Thank you, Mr. Fred Yturzaeta, for your comment on the first part of this episode that “CoA has been a prostituted agency since the time of Penoy3 in 2011 to CP Aguinaldo in 2022.”

The following continuation, leading to the main subject of this column, will prove you true and correct.

The rank and file of the Commission on Audit (CoA) is the backbone and brain of the institution. They are the highly educated and trained workforce empowered by the United Nations (UN) audit body to review embassies of the countries of the world and the various UN agencies. They gained that right after CoA, through its honored chairpersons, was elected into the Board of Auditors of the United Nations in 1983 and 1991.

The ethical blindness of the Commission Proper and their introduction of political partisanship at the expense of the audit process and the reputation of the audit staff and the institution; their undermining of basic and cherished principles of intellectual and professional values, and not arrive or impede the collegial body to achieve the highest standard of performance, which its highly skilled and educated personnel complement is capable of accomplishing; but instead to cover up and excuse the shortcomings of people allied with the administration and even in CoA of people of their choice are acts that did not sit well with the core of the rank and file for they erode public confidence in the exercise of the audit process.

This impunity was typified by an early morning screaming headline of a local newspaper: “CoA tells Bongbong Marcos to return his P10-M pork barrel.”

CoA old-timers were quick to comment. It was foolish to tell Bongbong to refund an amount of which he was not a custodian. Neither was he the approving officer in the disbursement of such fund.
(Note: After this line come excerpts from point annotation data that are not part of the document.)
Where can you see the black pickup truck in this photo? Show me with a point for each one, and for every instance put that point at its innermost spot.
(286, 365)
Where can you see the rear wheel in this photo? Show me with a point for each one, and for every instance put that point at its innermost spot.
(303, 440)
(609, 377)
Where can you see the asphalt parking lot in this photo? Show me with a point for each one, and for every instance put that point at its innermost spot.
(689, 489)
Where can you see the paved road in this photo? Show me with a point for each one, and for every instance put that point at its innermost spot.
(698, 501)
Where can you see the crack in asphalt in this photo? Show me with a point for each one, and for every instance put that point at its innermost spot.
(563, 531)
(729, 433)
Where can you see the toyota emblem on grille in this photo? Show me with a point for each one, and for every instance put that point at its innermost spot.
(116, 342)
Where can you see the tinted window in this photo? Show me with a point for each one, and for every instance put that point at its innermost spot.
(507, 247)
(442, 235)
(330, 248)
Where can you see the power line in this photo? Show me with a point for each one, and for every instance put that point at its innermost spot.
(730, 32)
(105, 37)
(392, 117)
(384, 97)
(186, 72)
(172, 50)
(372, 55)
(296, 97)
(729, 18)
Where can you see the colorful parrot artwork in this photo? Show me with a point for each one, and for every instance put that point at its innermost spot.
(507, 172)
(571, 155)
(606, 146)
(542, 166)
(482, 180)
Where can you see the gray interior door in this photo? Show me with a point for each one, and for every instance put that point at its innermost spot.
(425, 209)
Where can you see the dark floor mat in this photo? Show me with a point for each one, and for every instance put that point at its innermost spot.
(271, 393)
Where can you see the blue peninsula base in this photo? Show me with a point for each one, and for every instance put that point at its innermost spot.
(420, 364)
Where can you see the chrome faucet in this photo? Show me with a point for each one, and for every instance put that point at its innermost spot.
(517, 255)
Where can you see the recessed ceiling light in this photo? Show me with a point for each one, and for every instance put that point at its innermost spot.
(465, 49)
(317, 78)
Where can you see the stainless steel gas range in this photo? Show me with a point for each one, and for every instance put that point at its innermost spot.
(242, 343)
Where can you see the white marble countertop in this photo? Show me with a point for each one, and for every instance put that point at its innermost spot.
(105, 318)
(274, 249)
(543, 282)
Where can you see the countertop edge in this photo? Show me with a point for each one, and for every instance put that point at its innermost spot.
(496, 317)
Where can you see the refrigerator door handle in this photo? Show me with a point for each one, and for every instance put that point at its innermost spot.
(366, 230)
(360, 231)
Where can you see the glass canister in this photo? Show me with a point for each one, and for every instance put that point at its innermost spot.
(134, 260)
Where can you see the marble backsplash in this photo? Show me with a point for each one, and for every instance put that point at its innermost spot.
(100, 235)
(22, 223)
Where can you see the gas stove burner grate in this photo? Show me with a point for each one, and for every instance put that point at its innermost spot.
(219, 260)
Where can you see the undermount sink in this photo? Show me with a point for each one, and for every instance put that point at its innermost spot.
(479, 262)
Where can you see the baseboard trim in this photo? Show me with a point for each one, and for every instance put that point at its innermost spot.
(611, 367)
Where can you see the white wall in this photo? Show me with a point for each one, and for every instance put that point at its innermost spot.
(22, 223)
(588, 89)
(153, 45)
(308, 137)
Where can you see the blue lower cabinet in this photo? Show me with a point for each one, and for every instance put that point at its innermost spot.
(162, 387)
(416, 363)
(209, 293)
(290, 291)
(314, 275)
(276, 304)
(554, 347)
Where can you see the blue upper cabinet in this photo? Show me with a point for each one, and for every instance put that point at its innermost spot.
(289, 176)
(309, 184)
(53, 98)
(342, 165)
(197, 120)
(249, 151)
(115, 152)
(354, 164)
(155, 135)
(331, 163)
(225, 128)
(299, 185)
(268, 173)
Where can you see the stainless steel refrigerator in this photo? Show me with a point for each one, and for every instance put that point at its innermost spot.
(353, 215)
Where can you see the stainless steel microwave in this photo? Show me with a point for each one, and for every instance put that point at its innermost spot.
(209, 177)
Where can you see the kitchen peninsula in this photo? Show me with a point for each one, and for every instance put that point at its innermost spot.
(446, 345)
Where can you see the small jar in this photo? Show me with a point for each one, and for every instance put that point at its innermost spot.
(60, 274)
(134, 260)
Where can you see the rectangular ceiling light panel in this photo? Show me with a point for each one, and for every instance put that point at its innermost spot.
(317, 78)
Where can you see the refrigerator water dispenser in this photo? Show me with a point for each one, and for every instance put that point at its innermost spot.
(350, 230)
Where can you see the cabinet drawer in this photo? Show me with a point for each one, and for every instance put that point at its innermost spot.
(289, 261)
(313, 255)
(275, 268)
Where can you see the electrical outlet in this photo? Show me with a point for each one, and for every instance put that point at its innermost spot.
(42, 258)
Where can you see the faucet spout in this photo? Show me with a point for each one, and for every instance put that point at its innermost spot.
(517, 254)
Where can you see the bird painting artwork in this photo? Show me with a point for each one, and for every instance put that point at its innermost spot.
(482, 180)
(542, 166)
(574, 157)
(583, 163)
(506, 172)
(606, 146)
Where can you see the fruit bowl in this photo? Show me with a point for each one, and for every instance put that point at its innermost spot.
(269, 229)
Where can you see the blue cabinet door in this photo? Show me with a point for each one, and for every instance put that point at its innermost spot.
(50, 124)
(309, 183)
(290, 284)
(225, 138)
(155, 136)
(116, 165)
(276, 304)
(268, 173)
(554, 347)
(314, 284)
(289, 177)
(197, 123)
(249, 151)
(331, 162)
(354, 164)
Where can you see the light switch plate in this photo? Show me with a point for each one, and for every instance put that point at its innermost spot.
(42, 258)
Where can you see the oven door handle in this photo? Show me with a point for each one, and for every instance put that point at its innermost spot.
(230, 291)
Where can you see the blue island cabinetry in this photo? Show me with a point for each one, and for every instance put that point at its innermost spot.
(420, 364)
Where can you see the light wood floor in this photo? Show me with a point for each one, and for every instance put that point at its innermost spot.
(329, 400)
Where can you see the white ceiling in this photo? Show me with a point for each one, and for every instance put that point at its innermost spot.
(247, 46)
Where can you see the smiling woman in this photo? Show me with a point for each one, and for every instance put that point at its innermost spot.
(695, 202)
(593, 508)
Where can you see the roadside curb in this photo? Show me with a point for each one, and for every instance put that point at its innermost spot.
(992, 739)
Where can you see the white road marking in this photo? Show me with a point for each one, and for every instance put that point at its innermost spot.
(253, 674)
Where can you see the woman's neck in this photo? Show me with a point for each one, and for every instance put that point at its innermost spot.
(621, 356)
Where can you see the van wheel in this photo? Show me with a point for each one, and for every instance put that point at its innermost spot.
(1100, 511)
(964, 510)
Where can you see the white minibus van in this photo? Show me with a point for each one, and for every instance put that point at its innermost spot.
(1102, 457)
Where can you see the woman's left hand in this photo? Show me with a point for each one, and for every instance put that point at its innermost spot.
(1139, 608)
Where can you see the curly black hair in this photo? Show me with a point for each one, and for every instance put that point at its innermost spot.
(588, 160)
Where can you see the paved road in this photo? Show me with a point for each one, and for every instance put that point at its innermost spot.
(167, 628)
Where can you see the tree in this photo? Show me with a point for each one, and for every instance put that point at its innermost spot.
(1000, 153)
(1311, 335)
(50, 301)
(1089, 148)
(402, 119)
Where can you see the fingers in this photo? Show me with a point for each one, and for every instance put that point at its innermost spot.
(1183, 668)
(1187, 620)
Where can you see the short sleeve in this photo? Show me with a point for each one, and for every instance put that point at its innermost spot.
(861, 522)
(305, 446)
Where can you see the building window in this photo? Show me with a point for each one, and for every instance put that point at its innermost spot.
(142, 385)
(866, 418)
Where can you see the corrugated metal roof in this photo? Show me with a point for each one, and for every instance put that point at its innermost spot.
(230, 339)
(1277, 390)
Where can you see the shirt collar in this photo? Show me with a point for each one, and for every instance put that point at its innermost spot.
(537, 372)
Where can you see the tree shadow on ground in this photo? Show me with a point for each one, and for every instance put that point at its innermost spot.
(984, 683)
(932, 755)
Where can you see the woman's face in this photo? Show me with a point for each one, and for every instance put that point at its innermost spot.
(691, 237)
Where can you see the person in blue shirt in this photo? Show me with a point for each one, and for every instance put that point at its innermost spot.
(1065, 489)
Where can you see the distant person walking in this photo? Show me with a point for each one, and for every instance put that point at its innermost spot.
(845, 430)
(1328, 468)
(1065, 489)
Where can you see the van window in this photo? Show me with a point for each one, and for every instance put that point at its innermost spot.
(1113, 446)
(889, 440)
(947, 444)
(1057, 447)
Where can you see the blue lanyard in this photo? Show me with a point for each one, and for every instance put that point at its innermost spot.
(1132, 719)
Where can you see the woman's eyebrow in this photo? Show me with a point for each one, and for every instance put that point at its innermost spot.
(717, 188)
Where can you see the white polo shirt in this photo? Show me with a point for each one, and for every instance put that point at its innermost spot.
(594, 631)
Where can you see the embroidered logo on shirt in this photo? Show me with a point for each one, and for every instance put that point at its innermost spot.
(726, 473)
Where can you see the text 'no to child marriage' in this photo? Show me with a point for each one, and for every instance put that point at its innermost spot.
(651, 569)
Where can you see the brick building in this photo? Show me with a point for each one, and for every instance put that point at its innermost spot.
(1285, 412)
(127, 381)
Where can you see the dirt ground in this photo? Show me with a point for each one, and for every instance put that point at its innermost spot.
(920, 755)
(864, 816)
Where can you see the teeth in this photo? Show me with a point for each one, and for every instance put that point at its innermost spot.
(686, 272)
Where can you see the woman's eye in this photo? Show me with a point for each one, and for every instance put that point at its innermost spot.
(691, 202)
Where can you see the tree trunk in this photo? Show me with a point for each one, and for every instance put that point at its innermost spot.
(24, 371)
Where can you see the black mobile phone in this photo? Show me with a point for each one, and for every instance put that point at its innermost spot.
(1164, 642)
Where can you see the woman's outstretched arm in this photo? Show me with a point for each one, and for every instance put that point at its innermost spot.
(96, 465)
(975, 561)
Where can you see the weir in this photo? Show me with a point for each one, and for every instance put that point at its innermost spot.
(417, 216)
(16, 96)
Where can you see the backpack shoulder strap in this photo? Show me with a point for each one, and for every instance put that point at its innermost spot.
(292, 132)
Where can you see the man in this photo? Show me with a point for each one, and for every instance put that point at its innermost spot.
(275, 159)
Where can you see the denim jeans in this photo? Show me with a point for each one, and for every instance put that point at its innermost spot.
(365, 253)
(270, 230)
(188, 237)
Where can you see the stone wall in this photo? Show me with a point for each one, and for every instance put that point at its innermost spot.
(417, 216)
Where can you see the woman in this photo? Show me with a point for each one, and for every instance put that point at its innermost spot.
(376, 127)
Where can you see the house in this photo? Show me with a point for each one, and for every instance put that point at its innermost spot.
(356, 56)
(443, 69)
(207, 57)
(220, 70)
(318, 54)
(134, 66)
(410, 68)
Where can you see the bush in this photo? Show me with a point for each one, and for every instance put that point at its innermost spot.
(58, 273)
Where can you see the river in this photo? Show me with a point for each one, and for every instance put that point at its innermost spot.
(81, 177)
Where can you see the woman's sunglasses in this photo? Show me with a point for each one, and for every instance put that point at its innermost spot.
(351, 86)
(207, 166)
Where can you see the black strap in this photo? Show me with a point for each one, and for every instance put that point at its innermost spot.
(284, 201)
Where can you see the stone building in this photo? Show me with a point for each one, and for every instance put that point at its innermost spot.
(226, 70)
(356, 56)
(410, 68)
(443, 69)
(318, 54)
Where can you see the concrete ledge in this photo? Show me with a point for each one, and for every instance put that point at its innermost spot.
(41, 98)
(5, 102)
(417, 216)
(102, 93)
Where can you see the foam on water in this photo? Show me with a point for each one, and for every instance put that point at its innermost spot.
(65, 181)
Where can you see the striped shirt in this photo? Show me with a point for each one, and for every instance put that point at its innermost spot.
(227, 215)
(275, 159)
Neither did he certify to the necessity of such payment nor of any payment.

It turned out later on that the newspaper headline of CoA telling Bongbong Marcos to return his P10-million pork was linked to CoA chairperson Grace Pulido-Tan’s bid to secure the vacant Supreme Court post as indicated by the following events:

• Early July 2014, Pulido-Tan announced to CoA officials and employees that she would leave the agency in August to assume her new position as Associate Justice of the Supreme Court.

• On 8 August 2014, the CoA head ordered the release to the ATM accounts of 8,000 CoA employees her farewell gift of P30,000 each, or a total of over P200 million, charged against savings from unfilled CoA positions, with a pledge of an additional P30,000 each again on 21 August 2014, after her appointment to the position of Associate Justice of the Supreme Court; and
• In addition, the multimillionaire CoA chief gifted each of the six CoA assistant commissioners with a Mitsubishi Montero van valued at P1.7 million each, and a Starex van for each of the two commissioners as her goodbye gifts at government expense, her monumental legacy without precedence in CoA’s more than 115-year history.

From 18 to 19 August 2014, reliable sources from inside the auditors’ compound sent text messages, telling Pulido-Tan was shredding her confidential files preparatory to the assumption of her new post at the Supreme Court.

But unfortunately came the sad news from the radio of a reversal in the position of Executive Secretary Paquito Ochoa, who argued for the inclusion in the short list of Solicitor General Francis Jardeleza, that paved the way for his appointment as Associate Justice of the Supreme Court a few hours after.